Questa invece la lettera aperta inviata dal vescovo Rosario Gisana.

Carissimi e amati fedeli di Gela e della Diocesi di Piazza Armerina, guardando a Cristo, che porta su di sé le sofferenze degli uomini (cf. Is 53,4), non possiamo esimerci, come comunità credente, dall’accogliere il dramma di cui è stato colpito il popolo gelese. L’ardire di invocare la misericordia divina nasce dalla vivida percezione che nessuno può, in questo momento così difficile, voltare le spalle alla contingenza di un bisogno vitale che è il lavoro di tanti nostri fratelli. Siamo consapevoli che la soluzione non è semplice, ma è pure nostra convinzione che la tenerezza, appresa dalle modalità con cui Gesù ha mostrato la sollecitudine di Dio, può esprimere creativamente forme di attenzione che non nuocerà a quanti, in tale circostanza, hanno la responsabilità diretta dello sviluppo e dell’occupazione di una larga frangia della comunità gelese e del territorio circostante.
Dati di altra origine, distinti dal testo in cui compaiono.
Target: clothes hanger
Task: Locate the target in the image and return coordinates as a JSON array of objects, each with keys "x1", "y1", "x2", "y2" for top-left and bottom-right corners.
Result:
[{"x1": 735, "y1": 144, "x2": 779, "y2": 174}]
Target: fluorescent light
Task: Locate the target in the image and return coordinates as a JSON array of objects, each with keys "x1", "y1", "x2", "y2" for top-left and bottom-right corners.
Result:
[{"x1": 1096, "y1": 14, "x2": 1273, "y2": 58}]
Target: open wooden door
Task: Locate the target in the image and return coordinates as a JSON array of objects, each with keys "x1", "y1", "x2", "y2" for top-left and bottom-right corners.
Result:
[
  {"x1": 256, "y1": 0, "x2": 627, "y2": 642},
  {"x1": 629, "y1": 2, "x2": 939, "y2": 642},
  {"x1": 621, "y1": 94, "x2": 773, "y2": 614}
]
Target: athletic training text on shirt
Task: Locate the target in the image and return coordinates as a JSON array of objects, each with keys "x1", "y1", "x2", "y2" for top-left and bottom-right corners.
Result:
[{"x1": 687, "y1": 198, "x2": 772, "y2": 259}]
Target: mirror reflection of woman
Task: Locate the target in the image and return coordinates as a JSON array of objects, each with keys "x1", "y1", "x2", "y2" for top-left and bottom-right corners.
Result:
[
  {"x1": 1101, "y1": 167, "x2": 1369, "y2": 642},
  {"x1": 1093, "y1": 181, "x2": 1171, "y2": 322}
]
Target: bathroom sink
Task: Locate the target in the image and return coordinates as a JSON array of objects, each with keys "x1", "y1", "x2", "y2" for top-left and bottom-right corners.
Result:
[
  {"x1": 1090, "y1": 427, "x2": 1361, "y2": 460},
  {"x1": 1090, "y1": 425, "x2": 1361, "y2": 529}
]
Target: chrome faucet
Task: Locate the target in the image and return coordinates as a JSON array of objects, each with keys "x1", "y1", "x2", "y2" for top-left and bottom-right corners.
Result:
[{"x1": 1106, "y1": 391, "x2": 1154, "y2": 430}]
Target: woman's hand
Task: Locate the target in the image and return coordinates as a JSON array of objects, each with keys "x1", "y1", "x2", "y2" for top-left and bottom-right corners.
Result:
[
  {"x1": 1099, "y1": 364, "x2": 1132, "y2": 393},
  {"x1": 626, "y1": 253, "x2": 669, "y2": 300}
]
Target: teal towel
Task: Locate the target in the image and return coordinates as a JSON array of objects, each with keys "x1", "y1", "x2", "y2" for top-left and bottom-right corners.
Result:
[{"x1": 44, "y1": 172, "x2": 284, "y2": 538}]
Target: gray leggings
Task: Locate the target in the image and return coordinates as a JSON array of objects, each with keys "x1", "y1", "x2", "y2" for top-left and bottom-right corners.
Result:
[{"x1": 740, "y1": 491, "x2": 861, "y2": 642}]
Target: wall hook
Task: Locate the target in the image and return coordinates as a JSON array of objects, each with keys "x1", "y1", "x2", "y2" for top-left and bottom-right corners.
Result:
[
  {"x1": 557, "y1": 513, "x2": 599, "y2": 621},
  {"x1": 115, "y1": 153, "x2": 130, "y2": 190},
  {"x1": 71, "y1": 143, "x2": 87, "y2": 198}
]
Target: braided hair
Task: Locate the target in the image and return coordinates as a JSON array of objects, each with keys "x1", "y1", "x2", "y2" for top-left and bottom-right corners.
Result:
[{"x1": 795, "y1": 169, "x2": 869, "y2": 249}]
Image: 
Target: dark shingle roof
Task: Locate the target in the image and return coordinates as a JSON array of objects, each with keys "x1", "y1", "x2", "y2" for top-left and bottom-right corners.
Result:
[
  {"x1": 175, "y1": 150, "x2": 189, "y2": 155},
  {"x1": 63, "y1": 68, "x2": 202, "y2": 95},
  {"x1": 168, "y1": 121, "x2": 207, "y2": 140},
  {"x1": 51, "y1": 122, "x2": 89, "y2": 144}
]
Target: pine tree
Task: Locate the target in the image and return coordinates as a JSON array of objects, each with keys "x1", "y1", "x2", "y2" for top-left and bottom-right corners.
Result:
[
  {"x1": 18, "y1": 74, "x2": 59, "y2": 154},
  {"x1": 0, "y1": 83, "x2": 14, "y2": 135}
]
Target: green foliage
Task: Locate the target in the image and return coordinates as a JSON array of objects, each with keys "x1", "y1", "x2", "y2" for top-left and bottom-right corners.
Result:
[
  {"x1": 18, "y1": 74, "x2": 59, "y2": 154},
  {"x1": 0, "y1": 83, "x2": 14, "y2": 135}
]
Occorre soltanto avere il coraggio di “volare alto” non pensando, almeno una volta, ai propri interessi, giacché nella misura in cui il bisogno dell’altro diventi il proprio bisogno (cf. Fil 2,4) si compie il miracolo di una società che mira soltanto al bene comune. Tale apertura rende credibile e, al di là dei molteplici tornaconti, svela una superlativa ricaduta di dignità e maestria su coloro che debbano adesso porre gesti concreti.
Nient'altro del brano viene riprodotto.